The overall mechanism of TGA readout by STF HDA and STF HDB is similar to that found in the structures of WUS-HD bound to TGAA and G-box repeats (Fig. 13; Sloan et al., 2020). Located on helix α3, Asn147, which is equivalent to the canonical Asn51 in standard HD numbering (Bürglin & Affolter, 2016), specifies an adenine (position 0), while Arg151 specifies a guanine at position −1 from the adenine via hydrogen bonding in the major groove. Both Asn147 and Arg151 are strictly conserved among the WOX family members (Fig. 11), with the corresponding residues in WUS-HD being Asn90 and Arg94, respectively (Fig. 13). Unique to STF-HD, Asn147 in HDA contacts both the adenine at position 0 and another adenine at position +1, while Asn90 in WUS-HD only contacts the adenine at position 0. In all three structures of WUS-HD, the +1 position of the DNA motif made no hydrogen bonds to the protein (Sloan et al., 2020). In addition, while Arg96 of STF HDA contacts A20′ at position −2 in the reverse DNA strand, Arg96 of STF-HDB contacts T10 at position −2 as well as T14′ at position −3 in the reverse strand (Figs. 13a and 13b). In comparison, the corresponding Arg38 in WUS-HD only contacts the bases at the −2 and/or −3 positions in the reverse strand (Figs. 13c and 13d).

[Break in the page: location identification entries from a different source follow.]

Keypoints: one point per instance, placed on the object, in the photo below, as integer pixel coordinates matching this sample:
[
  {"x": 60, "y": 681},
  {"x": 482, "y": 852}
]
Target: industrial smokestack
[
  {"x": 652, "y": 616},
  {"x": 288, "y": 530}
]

Figure 13 Comparison of major-groove base recognition between STF-HD and WUS-HD. (a) TGA recognition by STF HDA helix α3 (green). (b) TGA recognition by STF HDB helix α3 (yellow). (c) G-box binding by WUS-HD helix α3 (blue). (d) TGAA recognition by WUS-HD helix α3 (light blue). The diagrams below each cartoon illustrate the DNA base contacts made by each HD, with red arrows indicating hydrogen bonds.

In all three DNA complex structures of WUS-HD, the base-recognition helices α3 are exclusively found to interact with the DNA in the major grooves. Unique to STF-HD, the helices α3 in both HDA′ and HDB′ make contacts with the backbone and bases of the DNA in the minor grooves, which are also important for DNA binding and STF function.